Anyone who has spent any time in Manhattan has had the experience of being stuck in traffic in a taxicab and watching a little old lady on the sidewalk overtake them and disappear into the distance. That’s a very green experience.

JG: At street level, you point to design professionals who are implementing “traffic calming” measures that make communities more pedestrian-friendly. In Europe, you point to the idea of “shared spaces”, which increase the ambiguity of urban road spaces and, instead of creating more accidents, actually force drivers to slow down. Please describe this concept.

DO: Shared space is a technique for controlling traffic by blurring, rather than sharply delineating, the boundaries between driving areas and walking areas; by making strategic use of traffic-impeding “street furniture,” such as plantings, benches and bicycle racks; and by eliminating traffic lights, stop signs, lane markings and other traditional controls. This sounds to many people like a formula for disaster, but the clear experience in the (mainly) European cities that have tried it has been that increasing the ambiguity of urban road spaces actually lowers car speeds, reduces accident rates and improves the lives of pedestrians: drivers proceed more warily when they aren’t completely certain what’s going on.
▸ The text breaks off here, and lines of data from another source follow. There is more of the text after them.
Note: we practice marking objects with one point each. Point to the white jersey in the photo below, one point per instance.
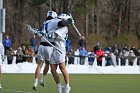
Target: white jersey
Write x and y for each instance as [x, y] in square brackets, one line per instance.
[49, 27]
[45, 51]
[60, 41]
[1, 52]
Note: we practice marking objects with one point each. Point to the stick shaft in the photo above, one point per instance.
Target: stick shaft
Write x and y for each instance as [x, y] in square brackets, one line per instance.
[76, 29]
[52, 45]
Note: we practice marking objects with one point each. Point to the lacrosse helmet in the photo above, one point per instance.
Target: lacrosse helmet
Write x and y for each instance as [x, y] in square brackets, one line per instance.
[52, 14]
[64, 16]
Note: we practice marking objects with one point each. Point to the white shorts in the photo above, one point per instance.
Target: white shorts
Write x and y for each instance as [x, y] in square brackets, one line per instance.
[57, 57]
[44, 53]
[0, 60]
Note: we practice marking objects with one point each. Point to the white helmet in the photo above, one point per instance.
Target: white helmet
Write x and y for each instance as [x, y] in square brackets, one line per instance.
[65, 16]
[52, 14]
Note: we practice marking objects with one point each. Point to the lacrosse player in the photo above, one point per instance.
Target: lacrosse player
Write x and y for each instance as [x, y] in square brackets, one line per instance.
[44, 50]
[58, 58]
[1, 60]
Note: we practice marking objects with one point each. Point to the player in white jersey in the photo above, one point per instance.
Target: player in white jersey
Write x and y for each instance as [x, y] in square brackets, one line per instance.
[1, 60]
[58, 58]
[44, 50]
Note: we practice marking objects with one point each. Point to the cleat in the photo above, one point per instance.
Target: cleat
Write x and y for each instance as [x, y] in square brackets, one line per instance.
[42, 84]
[59, 89]
[67, 89]
[34, 88]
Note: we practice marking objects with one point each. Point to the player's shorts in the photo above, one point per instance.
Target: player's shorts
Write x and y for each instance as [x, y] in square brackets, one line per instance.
[44, 53]
[58, 57]
[0, 60]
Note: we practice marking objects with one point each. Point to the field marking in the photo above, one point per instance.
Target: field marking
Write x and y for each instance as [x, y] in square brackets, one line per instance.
[18, 91]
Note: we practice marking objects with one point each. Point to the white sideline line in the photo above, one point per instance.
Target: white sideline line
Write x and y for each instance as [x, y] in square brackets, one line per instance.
[17, 91]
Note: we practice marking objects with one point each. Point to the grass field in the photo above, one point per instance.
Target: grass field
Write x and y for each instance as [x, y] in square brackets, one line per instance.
[80, 83]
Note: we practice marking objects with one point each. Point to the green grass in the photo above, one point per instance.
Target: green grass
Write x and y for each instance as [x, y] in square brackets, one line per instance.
[80, 83]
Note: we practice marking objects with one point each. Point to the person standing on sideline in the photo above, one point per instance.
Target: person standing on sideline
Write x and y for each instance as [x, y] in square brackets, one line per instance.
[1, 60]
[7, 43]
[33, 43]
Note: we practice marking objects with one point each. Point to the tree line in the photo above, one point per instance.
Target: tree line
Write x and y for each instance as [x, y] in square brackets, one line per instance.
[104, 18]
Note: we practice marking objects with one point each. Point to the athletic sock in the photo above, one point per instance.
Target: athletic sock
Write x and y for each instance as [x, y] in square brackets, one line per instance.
[35, 82]
[67, 85]
[59, 85]
[43, 78]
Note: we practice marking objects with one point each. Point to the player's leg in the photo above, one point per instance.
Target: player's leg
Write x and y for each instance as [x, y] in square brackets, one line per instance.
[47, 52]
[37, 73]
[45, 71]
[66, 77]
[56, 77]
[0, 77]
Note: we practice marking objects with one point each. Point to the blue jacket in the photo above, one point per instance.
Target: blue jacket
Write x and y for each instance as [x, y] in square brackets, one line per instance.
[33, 42]
[7, 42]
[83, 52]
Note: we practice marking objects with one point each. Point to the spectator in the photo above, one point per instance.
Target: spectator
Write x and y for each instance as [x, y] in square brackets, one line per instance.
[131, 57]
[108, 56]
[68, 45]
[138, 61]
[91, 58]
[23, 50]
[19, 55]
[33, 43]
[123, 54]
[134, 50]
[71, 57]
[29, 53]
[82, 42]
[100, 53]
[10, 54]
[7, 43]
[82, 53]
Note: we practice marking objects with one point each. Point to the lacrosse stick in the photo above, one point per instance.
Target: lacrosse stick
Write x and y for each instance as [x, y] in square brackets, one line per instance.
[30, 29]
[75, 26]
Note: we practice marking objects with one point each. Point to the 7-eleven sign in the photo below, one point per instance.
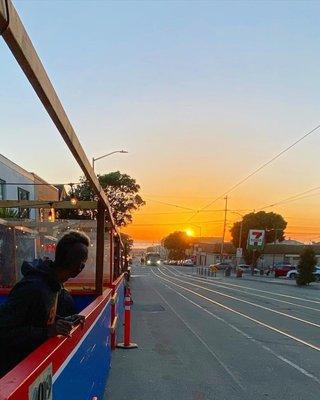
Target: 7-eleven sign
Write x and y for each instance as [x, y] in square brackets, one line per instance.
[256, 239]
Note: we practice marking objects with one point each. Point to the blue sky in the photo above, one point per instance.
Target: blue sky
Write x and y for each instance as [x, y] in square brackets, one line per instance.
[199, 93]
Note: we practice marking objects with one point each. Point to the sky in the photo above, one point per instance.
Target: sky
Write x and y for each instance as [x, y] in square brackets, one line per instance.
[200, 93]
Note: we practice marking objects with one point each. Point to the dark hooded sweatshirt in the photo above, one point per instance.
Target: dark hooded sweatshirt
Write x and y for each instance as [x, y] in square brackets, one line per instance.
[30, 307]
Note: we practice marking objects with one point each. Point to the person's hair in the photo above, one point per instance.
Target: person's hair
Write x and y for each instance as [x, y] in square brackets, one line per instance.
[66, 244]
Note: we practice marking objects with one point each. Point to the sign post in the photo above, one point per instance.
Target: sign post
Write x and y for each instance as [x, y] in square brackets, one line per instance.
[255, 242]
[256, 239]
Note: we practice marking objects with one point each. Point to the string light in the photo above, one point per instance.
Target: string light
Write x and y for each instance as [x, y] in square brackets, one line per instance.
[73, 199]
[51, 214]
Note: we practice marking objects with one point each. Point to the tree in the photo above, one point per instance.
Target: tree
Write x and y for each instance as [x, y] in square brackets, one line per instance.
[272, 223]
[127, 243]
[9, 213]
[177, 243]
[306, 267]
[121, 190]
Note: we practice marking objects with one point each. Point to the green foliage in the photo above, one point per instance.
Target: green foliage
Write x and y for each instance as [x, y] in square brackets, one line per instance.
[127, 242]
[177, 243]
[121, 190]
[306, 267]
[8, 213]
[272, 223]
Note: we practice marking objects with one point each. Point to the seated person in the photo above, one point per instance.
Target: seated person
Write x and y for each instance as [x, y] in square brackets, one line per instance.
[29, 315]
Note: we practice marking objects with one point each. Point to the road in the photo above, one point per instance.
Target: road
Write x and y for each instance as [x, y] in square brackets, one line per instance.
[218, 339]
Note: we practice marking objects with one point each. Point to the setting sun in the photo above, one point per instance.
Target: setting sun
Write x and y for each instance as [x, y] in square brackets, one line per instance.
[189, 232]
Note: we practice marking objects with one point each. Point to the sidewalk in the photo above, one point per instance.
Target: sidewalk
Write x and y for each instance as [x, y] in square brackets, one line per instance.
[170, 362]
[261, 279]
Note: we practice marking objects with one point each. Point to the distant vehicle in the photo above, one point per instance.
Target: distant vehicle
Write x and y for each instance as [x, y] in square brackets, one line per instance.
[281, 269]
[222, 265]
[153, 259]
[293, 273]
[247, 269]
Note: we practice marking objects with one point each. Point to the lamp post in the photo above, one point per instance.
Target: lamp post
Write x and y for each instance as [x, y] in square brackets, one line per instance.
[199, 227]
[241, 226]
[106, 155]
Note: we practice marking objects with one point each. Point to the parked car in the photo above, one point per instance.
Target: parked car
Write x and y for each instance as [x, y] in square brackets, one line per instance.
[281, 269]
[294, 272]
[247, 269]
JG: Author and naturalist Henry David Thoreau in his cabin – an iconic image of man at one with nature and living self-sufficiently off the land – you argue, set the “American pattern” for a kind of “creeping residential development.” Do you think many environmentalists are anti-urban?
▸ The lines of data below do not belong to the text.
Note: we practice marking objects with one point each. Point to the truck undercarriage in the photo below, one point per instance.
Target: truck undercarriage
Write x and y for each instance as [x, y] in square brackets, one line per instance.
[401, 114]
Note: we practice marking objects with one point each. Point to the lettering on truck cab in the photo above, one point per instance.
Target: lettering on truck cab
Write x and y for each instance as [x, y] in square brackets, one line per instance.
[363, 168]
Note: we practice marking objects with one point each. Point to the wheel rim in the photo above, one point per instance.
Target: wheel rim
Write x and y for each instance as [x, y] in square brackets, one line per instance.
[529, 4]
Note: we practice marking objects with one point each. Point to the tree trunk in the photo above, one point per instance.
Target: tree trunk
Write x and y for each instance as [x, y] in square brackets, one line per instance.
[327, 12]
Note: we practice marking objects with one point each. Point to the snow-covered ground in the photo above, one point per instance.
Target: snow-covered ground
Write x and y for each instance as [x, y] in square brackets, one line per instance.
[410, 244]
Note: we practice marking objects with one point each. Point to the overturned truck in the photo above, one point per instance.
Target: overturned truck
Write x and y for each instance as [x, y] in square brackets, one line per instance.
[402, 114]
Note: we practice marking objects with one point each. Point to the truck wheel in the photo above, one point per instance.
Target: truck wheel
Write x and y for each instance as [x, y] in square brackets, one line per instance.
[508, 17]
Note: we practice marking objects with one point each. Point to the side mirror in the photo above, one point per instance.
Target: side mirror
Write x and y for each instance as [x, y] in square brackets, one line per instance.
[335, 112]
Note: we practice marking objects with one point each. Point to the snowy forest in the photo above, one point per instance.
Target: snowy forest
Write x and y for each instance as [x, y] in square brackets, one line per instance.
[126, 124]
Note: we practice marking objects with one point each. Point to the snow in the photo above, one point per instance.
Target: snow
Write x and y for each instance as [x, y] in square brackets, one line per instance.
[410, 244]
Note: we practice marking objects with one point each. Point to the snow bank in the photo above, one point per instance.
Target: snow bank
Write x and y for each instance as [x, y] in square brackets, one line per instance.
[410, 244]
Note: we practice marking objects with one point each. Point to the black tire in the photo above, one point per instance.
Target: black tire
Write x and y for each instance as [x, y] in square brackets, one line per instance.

DO: Americans tend to think of dense cities as despoilers of the natural landscape, but urban density actually helps to preserve it. Preaching the sanctity of open spaces helps to propel development into those very spaces and the process is self-reinforcing.
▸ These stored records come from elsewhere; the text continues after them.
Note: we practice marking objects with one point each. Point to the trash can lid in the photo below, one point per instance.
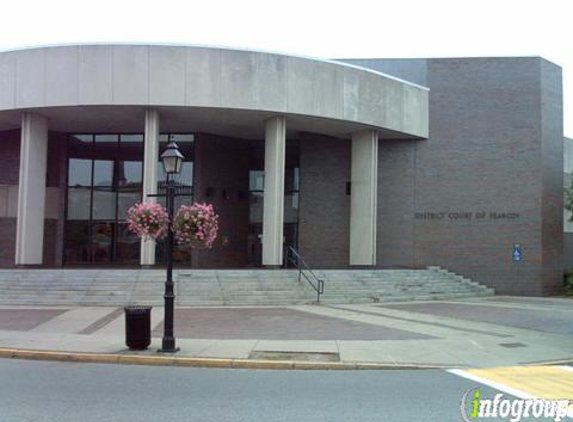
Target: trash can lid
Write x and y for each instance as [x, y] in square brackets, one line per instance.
[137, 309]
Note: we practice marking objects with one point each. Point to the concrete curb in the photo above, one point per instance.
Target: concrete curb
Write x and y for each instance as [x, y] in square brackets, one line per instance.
[127, 359]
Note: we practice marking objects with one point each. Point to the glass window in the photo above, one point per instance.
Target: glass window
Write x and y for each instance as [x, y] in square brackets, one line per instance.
[128, 245]
[103, 204]
[125, 199]
[256, 180]
[106, 139]
[79, 203]
[138, 137]
[82, 138]
[79, 172]
[103, 173]
[129, 173]
[102, 242]
[77, 242]
[256, 207]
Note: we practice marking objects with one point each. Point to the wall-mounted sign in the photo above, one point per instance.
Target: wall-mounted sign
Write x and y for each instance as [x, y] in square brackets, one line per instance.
[517, 253]
[467, 215]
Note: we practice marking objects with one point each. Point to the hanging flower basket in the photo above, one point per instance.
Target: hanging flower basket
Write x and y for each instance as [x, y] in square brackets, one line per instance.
[149, 220]
[196, 225]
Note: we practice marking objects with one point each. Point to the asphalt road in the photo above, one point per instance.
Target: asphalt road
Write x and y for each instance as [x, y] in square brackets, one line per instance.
[68, 392]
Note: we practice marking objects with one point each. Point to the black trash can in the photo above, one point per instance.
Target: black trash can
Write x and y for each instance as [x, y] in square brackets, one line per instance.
[138, 327]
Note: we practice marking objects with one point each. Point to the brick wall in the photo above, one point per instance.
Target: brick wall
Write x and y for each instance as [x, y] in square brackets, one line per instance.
[324, 215]
[222, 179]
[495, 146]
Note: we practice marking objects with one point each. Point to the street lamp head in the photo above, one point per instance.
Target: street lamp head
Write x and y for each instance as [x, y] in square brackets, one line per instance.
[172, 159]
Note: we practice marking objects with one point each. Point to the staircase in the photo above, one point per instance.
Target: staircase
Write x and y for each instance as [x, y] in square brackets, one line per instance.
[92, 287]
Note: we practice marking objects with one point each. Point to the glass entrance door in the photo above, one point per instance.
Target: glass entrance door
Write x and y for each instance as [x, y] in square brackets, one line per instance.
[105, 174]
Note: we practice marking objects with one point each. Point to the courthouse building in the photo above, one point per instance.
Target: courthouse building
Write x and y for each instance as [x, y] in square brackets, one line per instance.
[382, 163]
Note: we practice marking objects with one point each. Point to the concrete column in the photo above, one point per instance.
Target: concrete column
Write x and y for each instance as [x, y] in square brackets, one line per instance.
[273, 207]
[363, 199]
[32, 189]
[150, 159]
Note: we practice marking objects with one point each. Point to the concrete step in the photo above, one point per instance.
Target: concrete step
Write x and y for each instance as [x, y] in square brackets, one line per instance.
[228, 287]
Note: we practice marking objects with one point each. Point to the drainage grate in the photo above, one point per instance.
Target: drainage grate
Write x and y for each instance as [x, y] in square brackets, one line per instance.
[296, 356]
[512, 345]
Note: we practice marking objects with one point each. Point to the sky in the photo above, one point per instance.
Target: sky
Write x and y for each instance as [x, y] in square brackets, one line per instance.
[323, 29]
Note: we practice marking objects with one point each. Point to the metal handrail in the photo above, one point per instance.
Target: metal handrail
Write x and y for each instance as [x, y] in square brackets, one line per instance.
[291, 255]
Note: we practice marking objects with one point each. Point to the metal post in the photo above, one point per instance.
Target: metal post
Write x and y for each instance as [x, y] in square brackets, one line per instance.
[168, 343]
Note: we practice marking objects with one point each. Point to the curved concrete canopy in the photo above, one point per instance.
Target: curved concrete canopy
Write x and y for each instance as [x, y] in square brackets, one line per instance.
[91, 87]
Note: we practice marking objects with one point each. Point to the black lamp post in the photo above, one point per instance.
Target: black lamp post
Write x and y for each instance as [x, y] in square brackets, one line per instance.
[171, 160]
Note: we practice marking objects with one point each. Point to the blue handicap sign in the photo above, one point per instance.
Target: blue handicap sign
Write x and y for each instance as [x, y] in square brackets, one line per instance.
[517, 253]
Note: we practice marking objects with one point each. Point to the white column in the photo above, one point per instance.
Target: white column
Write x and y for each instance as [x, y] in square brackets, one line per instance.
[32, 189]
[363, 198]
[150, 160]
[273, 207]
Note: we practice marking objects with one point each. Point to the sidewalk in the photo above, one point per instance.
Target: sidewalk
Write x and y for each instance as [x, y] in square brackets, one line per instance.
[496, 331]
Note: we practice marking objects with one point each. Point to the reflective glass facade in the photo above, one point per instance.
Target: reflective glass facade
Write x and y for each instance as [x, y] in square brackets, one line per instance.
[105, 178]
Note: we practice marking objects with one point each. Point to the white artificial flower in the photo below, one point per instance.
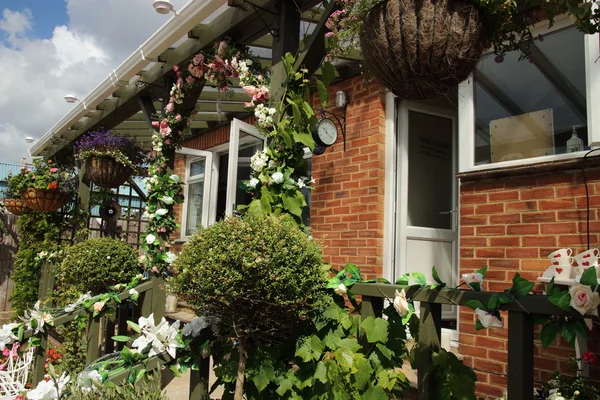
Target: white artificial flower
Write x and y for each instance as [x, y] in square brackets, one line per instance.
[341, 289]
[150, 238]
[80, 300]
[401, 303]
[167, 200]
[195, 326]
[253, 182]
[488, 320]
[171, 257]
[277, 177]
[160, 338]
[86, 379]
[6, 335]
[258, 162]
Thoreau wasn’t actually much of an outdoorsman, and his cabin was closer to the centre of Concord, [Massachusetts, north-eastern United States], than to any true wilderness, but for many Americans he remains the archetype – the natural philosopher guiltlessly living off the grid, a mile from his nearest neighbour. Yet he actually set a very bad example, because anyone seeking to replicate his experience needed to move another mile farther along. Wild landscapes are less often destroyed by people who despise wild landscapes than by people who love them, or think they do. From an environmental point of view, dense cities are scalable; Thoreau’s cabin is not.

JG: In the suburbs, homeowners are spending more than US$40 billion (273 billion yuan) per year on 129,000 square kilometres of lawns. However, despite all this investment in residential outdoor spaces, they aren’t being used. How do you think residential landscapes should be re-developed so people re-engage with nature?

DO: The problem with almost any initiative aimed at “re-engaging people with nature” is that it tends to encourage the very kind of sprawling, wasteful residential development that threatens unspoiled areas in the first place. The way to protect natural landscapes is to concentrate human development, not to spread it out so that each of us can claim a small piece of it as our very own.

Environmentalists and urban planners sometimes say that, in order to get people out of their cars and onto their feet, developed areas need become more like the country by incorporating extended “greenways” and other attractive, vegetated pedestrian corridors. It’s true that such features, along with parks and natural areas, can encourage some people to take walks. But, if the goal is to get people to embrace walking as a form of practical transportation, oversized greenways can actually be counterproductive. Walking-as-transportation requires closely paced, accessible destinations, not broad expanses of leafy scenery. If you want to see people moving around under their own power under the sky, don’t go to the country or the suburbs; go downtown.

Jared Green is web content and strategy manager at the American Society of Landscape Architects.

David Owen is a staff writer for The New Yorker and the author of a dozen books.